The heart of our history: the Sisters of St. Joseph of Carondelet
September 16, 2020 · Faces of Saint Rose
The spirit that guided the Sisters of St. Joseph in 1650 in France led to the founding of the Albany women’s college that Sister Blanche Rooney and the other Sisters opened in 1920 with a vision, $1,000, and just one house.
In 1650, a small group of women in LePuy, France, under the direction of Jesuit missionary Jean-Pierre Médaille, sought to consecrate themselves to acts of charity and live together in community. Gaining permission to establish a Congregation, they became the Sisters of St. Joseph.
The Sisters faced persecution during the French Revolution that threatened to wipe them out. But their “little design,” as they called it, prevailed. They not only prayed and served but nurtured their physical health and their intellect. The Sisters learned to make lace and taught others. In 1836, at the invitation of the Bishop of St. Louis, Missouri, six sisters ventured from LePuy to establish the Sisters of St. Joseph of Carondelet and to found St. Joseph’s School for the Deaf (Carondelet, Missouri). By the early 1900s, the Sisters of St. Joseph of Carondelet had a presence throughout the U.S. and Canada.
In 1920, members of the Sisters of St. Joseph of Carondelet Albany Province were called to help create a Catholic college for women in upstate New York. The idea came from Monsignor Joseph Delaney, rector of the Cathedral of the Immaculate Conception, who noted the lack of opportunities beyond high school for Catholic women. After clearing the idea with Bishop Edmund Gibbons, Delaney asked Sister Blanche Rooney if the Sisters of St. Joseph would staff the College. Albany was chosen as the site.

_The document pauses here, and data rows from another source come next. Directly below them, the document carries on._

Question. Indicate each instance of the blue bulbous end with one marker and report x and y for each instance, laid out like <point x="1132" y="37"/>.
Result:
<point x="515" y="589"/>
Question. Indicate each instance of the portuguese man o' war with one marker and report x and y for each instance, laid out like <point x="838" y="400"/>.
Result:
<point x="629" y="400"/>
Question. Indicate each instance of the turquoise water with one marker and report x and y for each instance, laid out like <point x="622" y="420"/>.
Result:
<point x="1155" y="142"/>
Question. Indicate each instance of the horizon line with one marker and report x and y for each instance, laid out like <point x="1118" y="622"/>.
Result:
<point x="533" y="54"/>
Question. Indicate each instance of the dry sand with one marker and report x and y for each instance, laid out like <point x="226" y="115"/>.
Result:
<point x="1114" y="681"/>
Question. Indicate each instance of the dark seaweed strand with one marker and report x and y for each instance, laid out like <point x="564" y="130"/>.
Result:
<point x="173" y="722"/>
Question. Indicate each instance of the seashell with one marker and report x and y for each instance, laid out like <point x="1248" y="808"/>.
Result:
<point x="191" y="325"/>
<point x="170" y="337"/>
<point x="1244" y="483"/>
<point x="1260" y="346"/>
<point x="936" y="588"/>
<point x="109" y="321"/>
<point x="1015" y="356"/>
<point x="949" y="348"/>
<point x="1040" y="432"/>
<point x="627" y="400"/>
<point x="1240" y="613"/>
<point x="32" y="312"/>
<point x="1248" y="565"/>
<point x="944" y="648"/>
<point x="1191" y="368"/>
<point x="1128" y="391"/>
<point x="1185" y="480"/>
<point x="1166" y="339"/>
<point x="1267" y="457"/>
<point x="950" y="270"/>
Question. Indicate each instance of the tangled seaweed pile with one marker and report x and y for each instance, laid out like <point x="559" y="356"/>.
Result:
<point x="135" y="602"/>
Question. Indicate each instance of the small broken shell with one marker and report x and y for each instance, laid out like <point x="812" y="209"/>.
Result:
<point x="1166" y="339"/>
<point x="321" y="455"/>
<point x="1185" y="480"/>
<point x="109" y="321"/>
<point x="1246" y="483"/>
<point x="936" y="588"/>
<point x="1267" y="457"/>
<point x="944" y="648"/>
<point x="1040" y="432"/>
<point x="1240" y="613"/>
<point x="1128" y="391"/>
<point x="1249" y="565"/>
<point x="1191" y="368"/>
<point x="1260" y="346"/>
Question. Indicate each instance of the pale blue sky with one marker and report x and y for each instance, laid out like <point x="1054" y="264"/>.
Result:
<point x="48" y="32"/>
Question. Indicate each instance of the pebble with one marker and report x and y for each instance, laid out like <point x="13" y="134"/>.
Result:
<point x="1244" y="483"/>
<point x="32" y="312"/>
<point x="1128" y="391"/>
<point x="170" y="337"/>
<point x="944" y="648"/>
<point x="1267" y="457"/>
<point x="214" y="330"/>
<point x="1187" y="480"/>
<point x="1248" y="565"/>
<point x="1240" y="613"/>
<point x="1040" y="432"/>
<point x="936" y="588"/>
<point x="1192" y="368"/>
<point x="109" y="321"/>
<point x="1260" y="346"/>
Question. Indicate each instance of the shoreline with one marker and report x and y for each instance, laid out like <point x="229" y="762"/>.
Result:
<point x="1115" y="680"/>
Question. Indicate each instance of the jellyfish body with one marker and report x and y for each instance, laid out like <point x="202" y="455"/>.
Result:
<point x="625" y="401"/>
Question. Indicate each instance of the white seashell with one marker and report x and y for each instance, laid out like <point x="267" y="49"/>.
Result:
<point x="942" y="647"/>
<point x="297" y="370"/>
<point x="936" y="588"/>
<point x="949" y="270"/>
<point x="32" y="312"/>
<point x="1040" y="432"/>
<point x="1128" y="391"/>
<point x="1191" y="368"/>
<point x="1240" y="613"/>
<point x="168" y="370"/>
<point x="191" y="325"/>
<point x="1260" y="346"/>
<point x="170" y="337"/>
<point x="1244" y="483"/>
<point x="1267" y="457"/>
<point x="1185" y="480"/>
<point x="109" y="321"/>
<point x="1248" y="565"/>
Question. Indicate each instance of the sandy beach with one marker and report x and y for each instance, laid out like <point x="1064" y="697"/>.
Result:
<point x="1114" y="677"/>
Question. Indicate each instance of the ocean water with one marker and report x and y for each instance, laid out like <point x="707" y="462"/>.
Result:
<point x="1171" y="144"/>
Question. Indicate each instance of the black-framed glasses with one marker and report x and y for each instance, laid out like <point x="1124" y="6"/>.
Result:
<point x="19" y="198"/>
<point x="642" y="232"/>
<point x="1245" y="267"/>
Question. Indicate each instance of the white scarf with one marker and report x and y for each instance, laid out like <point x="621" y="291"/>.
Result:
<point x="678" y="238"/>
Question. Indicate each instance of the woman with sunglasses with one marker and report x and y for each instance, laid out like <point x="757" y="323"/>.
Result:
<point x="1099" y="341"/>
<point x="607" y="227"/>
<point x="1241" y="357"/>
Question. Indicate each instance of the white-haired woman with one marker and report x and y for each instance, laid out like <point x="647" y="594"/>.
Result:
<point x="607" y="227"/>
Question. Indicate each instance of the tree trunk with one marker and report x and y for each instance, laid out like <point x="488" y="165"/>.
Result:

Once the Keeler Estate was purchased for this purpose, Sister Blanche, with help from other Sisters and members of the clergy, used $1,000 to transform it into a college.
On September 22, 1920, The College of Saint Rose – named for the first American canonized saint, St. Rose of Lima – opened with 19 students and a faculty of eight, plus Sister Blanche. A single building, now known as Moran Hall, housed classrooms, a dining hall, chapel, parlor, and library. A garage became the science laboratory, where chemistry classes were conducted.
As they had always done, the Sisters learned how people around them lived and what they needed. They continually asked, “What more could we be doing, and how can we do it in an excellent way?”